_Text by Peter Handel

For Daniel Kiessler drawing is passion.

At first he starts his career as a talented young drawer of comics.
He works as a freelance illustrator for some international publishers
of comics. But soon he realizes that working on fantasy creatures can’t satisfy his artistic visions. After studying art, he becomes a free artist and lectures at an academy.

The central motif of his artistic work is the “the woman”, shown in many photo- realistic drawings. He chiefly draws young women in pin-up poses, besides that he also produces drawings which rather express the aesthetic views of an artist like Egon Schiele; they concentrate on the drawing of the head, the remaining figurative representations come to an end in soft lines. Further art- historical connections can be detected with artists like Mariano Vargas and Mel Ramos. While, however, Mariano Vargas’ work seems to harmonize with the image of women in men’s magazines and while Mel Ramos has his pin- up girls play with consumption fetishes- creating ironic distance by transporting them and himself with them into classic motifs of painting- Daniel Kiessler creates a cool and reserved atmosphere in his erotic drawings and by that distance and tension. Despite their seeming vicinity to the colourful, inviting world of men’s magazines, Kiessler’s drawings thus do not run into their clichés. His figures have found their own style. Girls in pin- up poses are transformed into art beings of a cool and reserved distance.
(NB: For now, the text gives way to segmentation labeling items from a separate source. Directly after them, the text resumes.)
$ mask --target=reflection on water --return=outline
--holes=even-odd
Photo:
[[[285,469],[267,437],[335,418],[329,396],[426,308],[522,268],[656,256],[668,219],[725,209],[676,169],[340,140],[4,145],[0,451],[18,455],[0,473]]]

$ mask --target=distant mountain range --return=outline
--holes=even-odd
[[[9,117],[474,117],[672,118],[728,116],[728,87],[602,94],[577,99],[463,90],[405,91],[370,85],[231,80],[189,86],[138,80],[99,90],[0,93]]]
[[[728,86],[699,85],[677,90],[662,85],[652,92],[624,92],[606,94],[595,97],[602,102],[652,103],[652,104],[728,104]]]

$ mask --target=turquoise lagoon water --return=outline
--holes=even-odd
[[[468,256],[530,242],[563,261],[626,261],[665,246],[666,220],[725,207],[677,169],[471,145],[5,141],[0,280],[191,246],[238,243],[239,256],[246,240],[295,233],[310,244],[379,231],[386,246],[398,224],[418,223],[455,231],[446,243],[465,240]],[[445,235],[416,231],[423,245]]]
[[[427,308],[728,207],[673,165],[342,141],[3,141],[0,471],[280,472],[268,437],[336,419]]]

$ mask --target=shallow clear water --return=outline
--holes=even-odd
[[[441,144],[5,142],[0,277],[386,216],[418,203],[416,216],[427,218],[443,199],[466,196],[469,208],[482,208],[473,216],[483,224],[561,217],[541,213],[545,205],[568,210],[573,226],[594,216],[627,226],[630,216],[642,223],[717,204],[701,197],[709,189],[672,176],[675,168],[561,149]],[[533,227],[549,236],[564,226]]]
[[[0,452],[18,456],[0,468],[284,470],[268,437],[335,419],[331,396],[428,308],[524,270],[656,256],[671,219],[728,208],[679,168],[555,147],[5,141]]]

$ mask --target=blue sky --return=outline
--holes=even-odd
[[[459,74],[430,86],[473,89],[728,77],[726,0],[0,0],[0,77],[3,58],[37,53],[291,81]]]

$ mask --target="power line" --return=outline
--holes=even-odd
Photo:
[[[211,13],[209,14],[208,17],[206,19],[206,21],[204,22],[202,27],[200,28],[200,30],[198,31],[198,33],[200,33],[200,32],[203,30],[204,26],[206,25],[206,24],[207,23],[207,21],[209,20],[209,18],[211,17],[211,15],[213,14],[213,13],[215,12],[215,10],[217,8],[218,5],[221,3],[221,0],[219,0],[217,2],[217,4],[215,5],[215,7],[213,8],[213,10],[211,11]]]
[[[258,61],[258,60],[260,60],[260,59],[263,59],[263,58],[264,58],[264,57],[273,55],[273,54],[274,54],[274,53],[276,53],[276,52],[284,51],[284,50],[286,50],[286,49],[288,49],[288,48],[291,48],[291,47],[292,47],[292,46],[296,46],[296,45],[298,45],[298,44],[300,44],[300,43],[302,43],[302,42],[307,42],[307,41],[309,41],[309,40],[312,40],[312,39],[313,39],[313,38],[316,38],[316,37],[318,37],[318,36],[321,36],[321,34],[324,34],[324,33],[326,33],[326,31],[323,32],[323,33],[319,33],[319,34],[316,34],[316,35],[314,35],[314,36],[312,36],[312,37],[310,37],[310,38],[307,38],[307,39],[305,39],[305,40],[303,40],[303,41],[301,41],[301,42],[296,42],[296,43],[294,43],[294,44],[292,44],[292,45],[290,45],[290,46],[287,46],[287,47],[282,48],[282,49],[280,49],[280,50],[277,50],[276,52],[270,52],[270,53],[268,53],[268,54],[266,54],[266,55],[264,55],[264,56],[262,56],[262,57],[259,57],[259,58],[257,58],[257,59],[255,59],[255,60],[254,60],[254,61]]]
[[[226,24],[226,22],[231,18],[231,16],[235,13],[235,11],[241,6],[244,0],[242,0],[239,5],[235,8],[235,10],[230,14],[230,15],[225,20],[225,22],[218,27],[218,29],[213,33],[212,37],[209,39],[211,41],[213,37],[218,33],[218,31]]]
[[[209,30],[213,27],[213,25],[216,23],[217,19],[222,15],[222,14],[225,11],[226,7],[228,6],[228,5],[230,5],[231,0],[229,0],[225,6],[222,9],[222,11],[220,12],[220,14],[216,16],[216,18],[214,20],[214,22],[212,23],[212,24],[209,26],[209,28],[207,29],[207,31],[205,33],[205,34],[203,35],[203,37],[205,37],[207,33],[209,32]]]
To shape this artistic counter- model, Daniel Kiessler decides on the reduction of means. He limits himself to a presentation in black and white and to the isolation of the physical existence.

He chooses highly white, plane drawing paper and black- lead pencils in different degrees of hardness as his material. This renders possible the sharpest contrasts, the softest transitions and the finest details; from that his own and unmistakeable drawing style results, a style he commands masterly.

Kiessler’s drawings are highly subtle and differentiated. The contrast between black and white is elementary and full of tension. Mediating between these extremes lie shades of grey in slightest grades. A further striking element of his drawings are finest structures in the hair, tattoos and textiles of his models. Here Daniel Kiessler commands the black-lead pencil with incredible precision and delicacy from the lightest of grey to the darkest of black. This multiplicity of structures is completed by highly delicate and fine lights in the hairdressing. By the correspondence with the sharp contrast of the drawings as well as the softness of their transitions and a far- reaching isolation of the models he creates an atmosphere of irritating beauty in the picture, erotic and still distanced.

For me, Daniel Kiessler’s erotic drawings in their strictness are new and exiting.